前の患者は、私より少し若そうな制服ジイさんだった。
よせばいいのに、お医者の前に座ったトタン、彼は眼鏡を外した。
「眼鏡はしていていいですよ、ウチは眼科じゃなくて耳鼻咽喉科です!」、とお医者の一発。
「あっ、スイマセン」と、制服ジイさんはシドロモドロ。
さらに悪いことに、お医者の前でスリッパを脱いだ。
「スリッパは脱がなくていい!脱ぐなら履くな、履いたらぬぐな。ハッ、ハ、ハ………」
ますます制服さんの体勢は悪くなっていく。
しかも、診察の動機がふるっている。
「どうしたンですか?鼻、ノド、耳……?」
「ノドです。魚の骨がつっかえたらしくて………(モグモグモグ)……」 制服さんの歯切れはすこぶる悪い。
「何食べたの?」
「魚です!」 再度の質問なので、制服さんも苛立ったのかキツイ語調。
「メダカかサメかを聞いているンです!」 お医者はますます言いつのる。
「ウナギです!」
「フーン……」と、お医者は制服さんのノドを覗き込んだ。「オーッ、あった、あった!」
ウナギの骨がノドに刺さっていたらしい。
それからが大変。ナースさんに舌を引っ張らせておき、お医者がピンセット様の器具で骨を取り出した。
「ホーラ、こんなに大きい!」
制服さんに見せていたが、残念ながら私からは見えない。
「▲▲さん、黒っぽい紙を持ってきて!」 お医者がナースさんに命じた。
持ってきた黒っぽい紙の上にクダンの骨を置いて、
「サア、これが犯人です。イヤ、ハンコツ(どうやら犯骨のことらしい)かな?」などと言いながら、お医者は上機嫌で紙を制服さんに手渡した。

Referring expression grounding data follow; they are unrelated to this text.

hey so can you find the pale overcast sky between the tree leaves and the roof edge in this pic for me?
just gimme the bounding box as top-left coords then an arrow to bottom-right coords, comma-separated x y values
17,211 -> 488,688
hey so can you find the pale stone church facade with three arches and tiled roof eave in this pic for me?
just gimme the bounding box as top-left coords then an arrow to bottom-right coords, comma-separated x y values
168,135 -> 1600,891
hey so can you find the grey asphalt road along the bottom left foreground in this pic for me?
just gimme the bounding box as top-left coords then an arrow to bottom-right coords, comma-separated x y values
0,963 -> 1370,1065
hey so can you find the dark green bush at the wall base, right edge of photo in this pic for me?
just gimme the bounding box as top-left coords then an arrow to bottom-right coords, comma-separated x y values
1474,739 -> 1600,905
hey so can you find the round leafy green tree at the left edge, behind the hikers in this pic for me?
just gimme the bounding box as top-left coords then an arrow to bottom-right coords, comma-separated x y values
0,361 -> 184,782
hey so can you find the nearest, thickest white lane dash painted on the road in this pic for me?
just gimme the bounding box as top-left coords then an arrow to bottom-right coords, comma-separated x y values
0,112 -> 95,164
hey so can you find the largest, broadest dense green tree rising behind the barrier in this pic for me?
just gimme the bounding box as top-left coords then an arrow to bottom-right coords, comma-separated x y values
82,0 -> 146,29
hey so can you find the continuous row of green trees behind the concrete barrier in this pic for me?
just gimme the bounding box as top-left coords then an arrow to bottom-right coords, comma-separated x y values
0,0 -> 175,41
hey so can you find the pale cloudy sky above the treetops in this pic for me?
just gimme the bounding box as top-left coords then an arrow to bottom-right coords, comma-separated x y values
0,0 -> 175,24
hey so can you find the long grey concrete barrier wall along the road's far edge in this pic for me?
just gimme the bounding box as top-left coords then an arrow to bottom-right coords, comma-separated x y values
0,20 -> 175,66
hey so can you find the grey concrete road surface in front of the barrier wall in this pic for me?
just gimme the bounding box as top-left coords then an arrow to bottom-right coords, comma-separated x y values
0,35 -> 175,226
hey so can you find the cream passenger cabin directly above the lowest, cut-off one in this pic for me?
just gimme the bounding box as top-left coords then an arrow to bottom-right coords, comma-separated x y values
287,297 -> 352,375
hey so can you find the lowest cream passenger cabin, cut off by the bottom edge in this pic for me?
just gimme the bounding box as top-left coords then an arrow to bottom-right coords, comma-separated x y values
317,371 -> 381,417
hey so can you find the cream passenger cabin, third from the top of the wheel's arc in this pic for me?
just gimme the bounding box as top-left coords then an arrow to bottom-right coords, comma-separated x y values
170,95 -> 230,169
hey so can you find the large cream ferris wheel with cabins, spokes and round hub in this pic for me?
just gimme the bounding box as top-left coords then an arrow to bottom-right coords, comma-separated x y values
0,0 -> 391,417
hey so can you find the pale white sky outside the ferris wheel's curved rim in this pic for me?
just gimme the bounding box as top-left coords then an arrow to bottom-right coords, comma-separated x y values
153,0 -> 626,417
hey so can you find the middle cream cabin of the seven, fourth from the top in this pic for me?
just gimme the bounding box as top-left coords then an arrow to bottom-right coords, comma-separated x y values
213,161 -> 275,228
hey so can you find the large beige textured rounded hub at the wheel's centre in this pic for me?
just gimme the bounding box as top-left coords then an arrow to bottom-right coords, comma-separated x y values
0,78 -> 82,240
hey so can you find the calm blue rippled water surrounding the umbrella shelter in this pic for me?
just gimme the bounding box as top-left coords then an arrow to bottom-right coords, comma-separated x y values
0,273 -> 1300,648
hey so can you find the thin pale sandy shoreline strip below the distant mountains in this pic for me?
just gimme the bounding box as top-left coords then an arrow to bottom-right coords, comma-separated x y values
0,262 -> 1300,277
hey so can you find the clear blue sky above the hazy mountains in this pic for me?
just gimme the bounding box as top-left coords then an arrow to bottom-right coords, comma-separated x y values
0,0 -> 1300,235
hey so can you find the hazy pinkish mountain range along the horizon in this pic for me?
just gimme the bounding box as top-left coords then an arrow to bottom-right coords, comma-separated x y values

記念として犯骨(?)を渡したものらしい。あくまでも愉快なお医者だ。
「もう大丈夫ですよ。もしダメだったら、また来てください、ハイ!」
お医者は別のカルテを手にした。
次は私の番だ。
長くなりましたので、私の診察状況は明日のブログで報告します。
私に対しても、数々の迷言があって、楽しいひとときでした。
写真は11月25日撮影。11羽の鴨は、テンデンバラバラに動いていた。
つまり、みんな個性派なのでしょうか。珍しく思えたので撮りましたが、もともと鴨ってそんなものなのでしょうか。